The Healthcare Leadership Council (HLC) has released an AI policy roadmap to help guide the administration and Congress toward a long-term solution to ensure AI is safely overseen in healthcare. 

They promote a risk-based approach, which says AI should be regulated based on its risk to the user, as well as propose intermediate steps to help achieve national AI policy rather than separate state-based approaches. 

The policy framework was created through a series of interviews with healthcare technologists at HLC’s member organizations, which include hospitals, health systems, payers, pharma and group purchasing organizations. The report was written in collaboration with ZS, a management consulting and technology firm. 

President and CEO of HLC, Maria Ghazal, said that regulators need to find the “Goldilocks” way to regulate AI—regulation can’t be over strong, so as to crush innovation, but it can’t be toothless either. HLC’s recommendations, and ongoing engagement with the administration, should help them find a comfortable middle, she said.

“Despite growing momentum and interest in its potential, adoption of AI across the healthcare ecosystem is inconsistent and inhibited,” the report says. “The current landscape is marked by evolving, disparate federal and state policy frameworks, regulatory uncertainty, infrastructure development needs, challenges in data interoperability, and growing concerns around fairness and trust.” 
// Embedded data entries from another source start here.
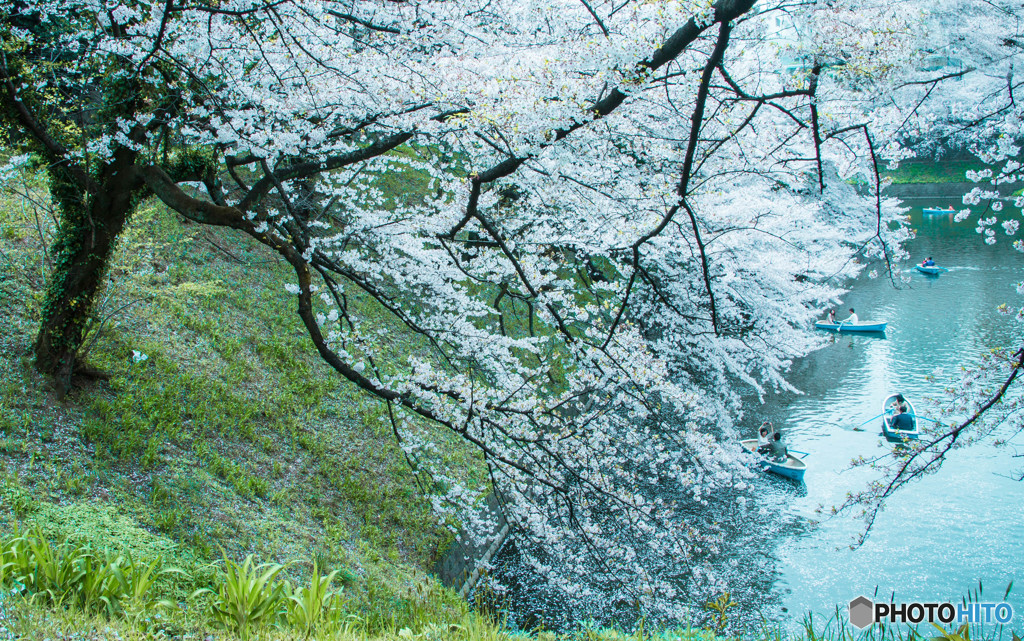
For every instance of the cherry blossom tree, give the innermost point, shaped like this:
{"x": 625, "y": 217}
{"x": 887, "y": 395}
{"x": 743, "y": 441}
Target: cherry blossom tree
{"x": 599, "y": 219}
{"x": 966, "y": 97}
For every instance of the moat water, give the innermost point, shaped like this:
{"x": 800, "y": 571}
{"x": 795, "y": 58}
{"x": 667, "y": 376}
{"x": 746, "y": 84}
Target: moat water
{"x": 938, "y": 539}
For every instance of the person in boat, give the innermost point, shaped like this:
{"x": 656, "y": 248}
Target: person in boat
{"x": 764, "y": 437}
{"x": 899, "y": 404}
{"x": 902, "y": 420}
{"x": 778, "y": 451}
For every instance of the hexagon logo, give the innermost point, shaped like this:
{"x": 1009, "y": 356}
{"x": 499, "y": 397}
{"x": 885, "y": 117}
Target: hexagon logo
{"x": 861, "y": 612}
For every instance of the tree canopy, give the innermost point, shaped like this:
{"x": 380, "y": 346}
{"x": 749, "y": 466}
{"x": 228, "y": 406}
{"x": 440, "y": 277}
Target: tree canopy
{"x": 602, "y": 218}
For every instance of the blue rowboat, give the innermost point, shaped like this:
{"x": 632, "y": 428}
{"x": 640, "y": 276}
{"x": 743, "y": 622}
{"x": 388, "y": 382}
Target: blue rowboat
{"x": 794, "y": 468}
{"x": 850, "y": 327}
{"x": 897, "y": 435}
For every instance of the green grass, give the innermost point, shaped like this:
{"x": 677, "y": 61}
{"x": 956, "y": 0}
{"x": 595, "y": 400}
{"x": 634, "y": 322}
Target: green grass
{"x": 231, "y": 436}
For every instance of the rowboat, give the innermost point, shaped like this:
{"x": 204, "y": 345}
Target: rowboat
{"x": 793, "y": 468}
{"x": 850, "y": 327}
{"x": 897, "y": 435}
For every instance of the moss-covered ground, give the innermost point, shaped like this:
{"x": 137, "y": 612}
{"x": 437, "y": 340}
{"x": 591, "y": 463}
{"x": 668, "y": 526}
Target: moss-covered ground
{"x": 208, "y": 426}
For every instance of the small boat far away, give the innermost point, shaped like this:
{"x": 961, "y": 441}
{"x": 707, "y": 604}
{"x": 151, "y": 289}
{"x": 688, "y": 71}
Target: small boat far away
{"x": 898, "y": 435}
{"x": 793, "y": 468}
{"x": 932, "y": 270}
{"x": 850, "y": 327}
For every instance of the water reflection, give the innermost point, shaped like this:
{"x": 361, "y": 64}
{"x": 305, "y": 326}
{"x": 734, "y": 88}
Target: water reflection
{"x": 939, "y": 537}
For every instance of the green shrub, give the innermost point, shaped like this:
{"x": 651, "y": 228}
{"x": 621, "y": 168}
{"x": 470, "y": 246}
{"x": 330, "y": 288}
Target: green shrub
{"x": 248, "y": 597}
{"x": 75, "y": 574}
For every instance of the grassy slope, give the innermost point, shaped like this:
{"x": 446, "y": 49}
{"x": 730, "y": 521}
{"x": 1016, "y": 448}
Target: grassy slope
{"x": 231, "y": 435}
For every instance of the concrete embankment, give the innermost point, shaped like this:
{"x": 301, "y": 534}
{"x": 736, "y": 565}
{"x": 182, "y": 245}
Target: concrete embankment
{"x": 462, "y": 564}
{"x": 942, "y": 190}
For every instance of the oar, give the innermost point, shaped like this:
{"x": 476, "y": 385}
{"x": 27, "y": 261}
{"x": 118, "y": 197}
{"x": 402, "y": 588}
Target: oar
{"x": 867, "y": 421}
{"x": 927, "y": 419}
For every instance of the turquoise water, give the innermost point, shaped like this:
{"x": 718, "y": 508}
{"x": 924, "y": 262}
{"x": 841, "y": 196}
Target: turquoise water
{"x": 940, "y": 537}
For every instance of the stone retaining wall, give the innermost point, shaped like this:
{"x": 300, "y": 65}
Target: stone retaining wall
{"x": 460, "y": 567}
{"x": 944, "y": 190}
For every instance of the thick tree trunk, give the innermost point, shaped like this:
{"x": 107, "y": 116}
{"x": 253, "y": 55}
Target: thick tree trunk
{"x": 89, "y": 228}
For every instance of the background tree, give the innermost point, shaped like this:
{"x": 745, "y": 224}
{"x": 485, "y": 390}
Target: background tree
{"x": 598, "y": 217}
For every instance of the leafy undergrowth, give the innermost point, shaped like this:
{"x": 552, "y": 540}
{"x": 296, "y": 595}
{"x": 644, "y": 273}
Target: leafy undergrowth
{"x": 207, "y": 426}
HLC is in its 37th year and convenes healthcare organizations to discuss sector-wide issues. The group has 50 members, and 27 of them contributed to the report. All members were able to review the report before publication.

Some of the “easier” tasks the administration could do on its way to achieving a nationwide policy framework for AI would be creating standard definitions of the technology, evaluating existing federal and state laws on AI, incentivizing workforce training and establishing guidelines for data cleansing and standardized intake. 

HLC points to three major barriers to AI adoption in healthcare: governance and regulatory complexity, data and infrastructure, and skill gaps and end user trust. It lists nine policy recommendations and 25 examples of tactics that policymakers could implement, though the tactics are meant to be illustrative and not prescriptive, HLC said.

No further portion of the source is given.